How the New Policy Supports Builders

Under the revised policy:

  • Builders pay only a quarter of DCCs at permit approval.

  • The rest can be deferred until occupancy or paid anytime within four years.

  • Large projects with charges exceeding $50,000 are eligible.

  • Municipalities can choose to secure deferred fees using surety bonds instead of credit‑tied letters of credit—freeing up capital for construction.

These measures aim to improve financial viability for many housing developments that were previously stalled.

Why BC Introduced the Change Now

Housing costs in B.C. have fallen somewhat, benefiting buyers—but squeezing builders. As sale prices dip and material costs rise, many projects risk becoming unprofitable. Developers, lenders, and associations had warned that the upfront fee structure was a barrier to new construction.

By delaying fee payments, BC hopes projects will progress sooner. Municipal leaders from Surrey to Delta welcomed the change, saying it will "get shovels in the ground" faster on essential developments.

Surety Bonds Replace Letters of Credit

The policy also allows the use of on‑demand surety bonds to guarantee fee payment. Unlike letters of credit, these bonds do not tie up developers’ credit lines. Municipalities benefit too: bonds can be cashed in if fees are not paid, without delaying infrastructure projects. This shift follows models already in use in around 40 Canadian municipalities.

Broader Context: BC Builds and Provincial Strategy

This change is part of B.C.’s broader housing strategy, including initiatives like BC Builds, which offers land and financing to support rental and middle-income projects. With demand high and financing tight, the province is moving to remove roadblocks wherever possible to enhance housing supply.What Homebuyers and Communities Should Expect

For homebuyers and communities, this policy may mean:

  • Faster construction: Projects previously stalled could resume or begin sooner.

  • More housing options: Increased development can expand choices across markets.

  • Stable municipal revenue: Despite delayed collection, infrastructure funding remains secured via bonds.

Municipalities have until mid-2025 to update their bylaws to align with the new rules.

Points to Monitor in 2026

  • Project Starts: Will delays drop and the construction pipeline increase?

  • Municipal Compliance: Will local governments adopt bonds and defer fees?

  • Revenue Timing: How will delayed collections affect municipal cashflow?

  • Housing Affordability: Will this policy help stabilize prices or boost supply meaningfully?

Experts believe the change removes a common hurdle, but sustained success will require complementary support—like easier financing, faster approvals, and continued investment in infrastructure.
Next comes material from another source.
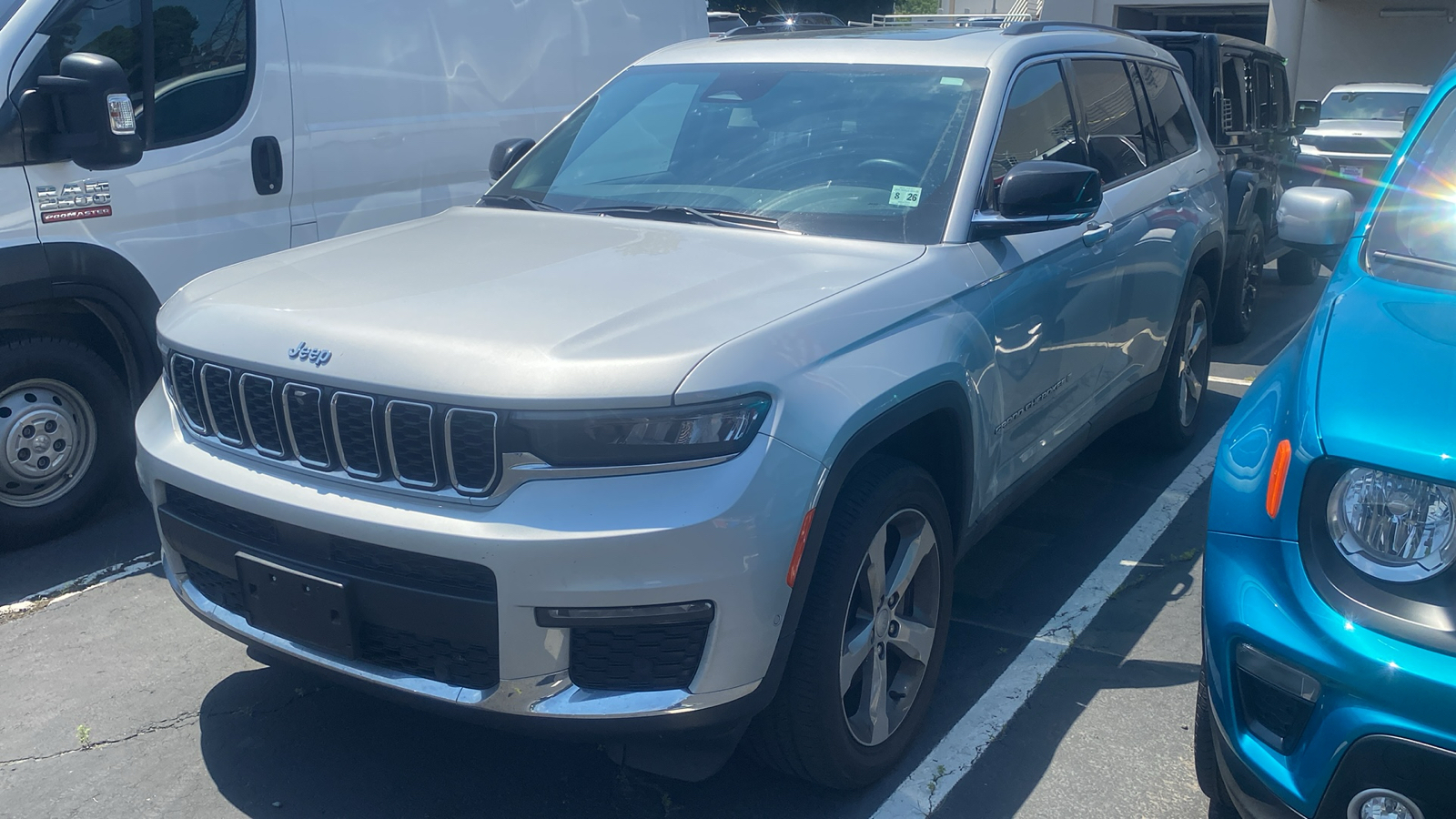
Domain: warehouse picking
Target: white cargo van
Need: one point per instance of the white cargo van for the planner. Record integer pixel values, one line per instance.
(147, 142)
Final Thoughts: A Smart Shift, Not a Silver Bullet

B.C.’s decision to relax upfront cost requirements marks a thoughtful step toward unblocking housing development. By reducing financial pressure on builders, the policy could catalyze stalled projects and inject momentum into the housing market.

However, it’s only one piece of a larger puzzle. The real test will be whether municipalities adopt the measure fully and complement it with streamlined regulations and supportive infrastructure. If leveraged effectively, this policy could help deliver more homes when they’re needed most.